At the dawn of the new confinement of 16 departments, the resuscitators note that despite the health crisis, nothing has changed in a year.
- With just over 5,000 intensive care beds, i.e. 7 beds per 100,000 inhabitants, France remains understaffed, even a year after the start of the health crisis.
“Resuscitators have been denouncing problems of medical and paramedical understaffing for several years, it is time to get out of this short-term vision”. Received on the evening of Tuesday April 16 by President Emmanuel Macron, the resuscitators drew up an alarming report. A year after the start of the first confinement, and while the pandemic is constraining our health system more than ever, the situation in the hospital has changed little. As at the height of the crisis in April 2020, resuscitators are experiencing an influx of patients which threatens to exceed reception capacities. In this context, they intend to warn about the long-term consequences of this lack of resuscitation resources on patient care.
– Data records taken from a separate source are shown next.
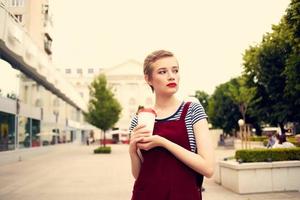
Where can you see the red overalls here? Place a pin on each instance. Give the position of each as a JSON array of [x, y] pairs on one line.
[[162, 176]]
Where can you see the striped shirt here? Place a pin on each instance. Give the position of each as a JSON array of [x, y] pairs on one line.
[[194, 114]]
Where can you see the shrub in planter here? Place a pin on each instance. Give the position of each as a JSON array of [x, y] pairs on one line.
[[258, 138], [267, 155], [102, 150]]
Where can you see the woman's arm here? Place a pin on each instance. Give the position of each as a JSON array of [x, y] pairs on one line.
[[136, 157], [203, 162]]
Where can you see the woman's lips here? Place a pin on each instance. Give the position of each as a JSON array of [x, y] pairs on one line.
[[172, 85]]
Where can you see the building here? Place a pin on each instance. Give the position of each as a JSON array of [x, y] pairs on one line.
[[126, 81], [36, 19], [38, 106]]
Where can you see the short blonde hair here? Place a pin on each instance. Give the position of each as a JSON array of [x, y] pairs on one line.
[[152, 58]]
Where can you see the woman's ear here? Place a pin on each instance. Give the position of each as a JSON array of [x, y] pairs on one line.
[[147, 79]]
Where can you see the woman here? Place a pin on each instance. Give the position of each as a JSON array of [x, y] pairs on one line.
[[170, 164]]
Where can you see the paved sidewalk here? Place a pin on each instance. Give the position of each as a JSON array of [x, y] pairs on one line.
[[73, 172]]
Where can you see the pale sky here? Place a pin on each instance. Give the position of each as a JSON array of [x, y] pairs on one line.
[[207, 36]]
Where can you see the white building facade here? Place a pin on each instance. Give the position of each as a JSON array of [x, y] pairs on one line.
[[38, 106], [126, 81]]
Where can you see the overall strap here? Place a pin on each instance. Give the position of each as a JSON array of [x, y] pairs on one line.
[[184, 111]]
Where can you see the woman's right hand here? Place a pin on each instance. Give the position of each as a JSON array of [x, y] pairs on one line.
[[137, 134]]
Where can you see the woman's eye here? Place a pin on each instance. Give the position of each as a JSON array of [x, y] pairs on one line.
[[162, 72]]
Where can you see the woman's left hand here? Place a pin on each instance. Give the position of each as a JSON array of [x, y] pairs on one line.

“Always the same short-term means”
At the start of the health crisis, faced with a massive, unprecedented and incessant influx of patients, intensive care physicians, followed by all health professionals, demonstrated extremely strong responsiveness. Faced with the emergency, they put themselves in working order, forced to deprogram hospital activity outside of Covid, to reorganize the management of resuscitation and continuous monitoring beds, as well as to the health transfer to less impacted regions. A year later, the resuscitators deplore having to resort to the same solutions that they thought at the time “ephemera”.
“We were expecting a strong political signal between the 1st wave and this 3rd which is emerging.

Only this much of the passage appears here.